Bill to curb state vehicle misuse is defeated

A measure aimed at curbing potential misuse of state vehicles, making its second journey in two years through the legislature, was once again defeated Tuesday at the capitol.

The defeated measure, Senate Bill 23 by Republican Sen. Kent Lambert, of Colorado Springs, was considered today in the Senate Transportation Committee. With his bill, Lambert wanted state employees to reimburse the state for miles driven to and from work in a state owned vehicle—miles that are already taxed by the IRS as a fringe benefit.

“Very few people get to have a company car to drive back and forth to work,’ said Lambert. “Free rides on the taxpayer’s dime shouldn’t be happening and we need more accountability for this practice.”

The measure identified what constitutes commuting to and from work and specifies that the state employee must compensate the state for those commuting miles. Defining what a commute is became the focus of discussion especially in the case of first responders, particularly those in rural areas who are on call 24/7, many of whom do not have an office they commute to on a daily basis.

Sen.
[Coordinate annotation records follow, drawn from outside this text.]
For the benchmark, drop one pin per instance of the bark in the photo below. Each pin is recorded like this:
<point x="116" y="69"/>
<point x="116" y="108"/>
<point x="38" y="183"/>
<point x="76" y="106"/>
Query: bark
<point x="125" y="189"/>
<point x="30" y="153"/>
Nancy Spence, R-Centennial, said she couldn’t support the bill because of the adverse impact it may have had on law enforcement who must have their work-equipped vehicles at home in order to respond quickly to emergency situations.

“I can’t turn my back on law enforcement who will be hurt by this bill,” said Spence. “ It’s not fair to ask them to pay for a tool that they are required to use.”

Lambert remained steadfast that in his belief that abuses could be weeded out without creating hardships of those who legitimately used the vehicles for work purposes.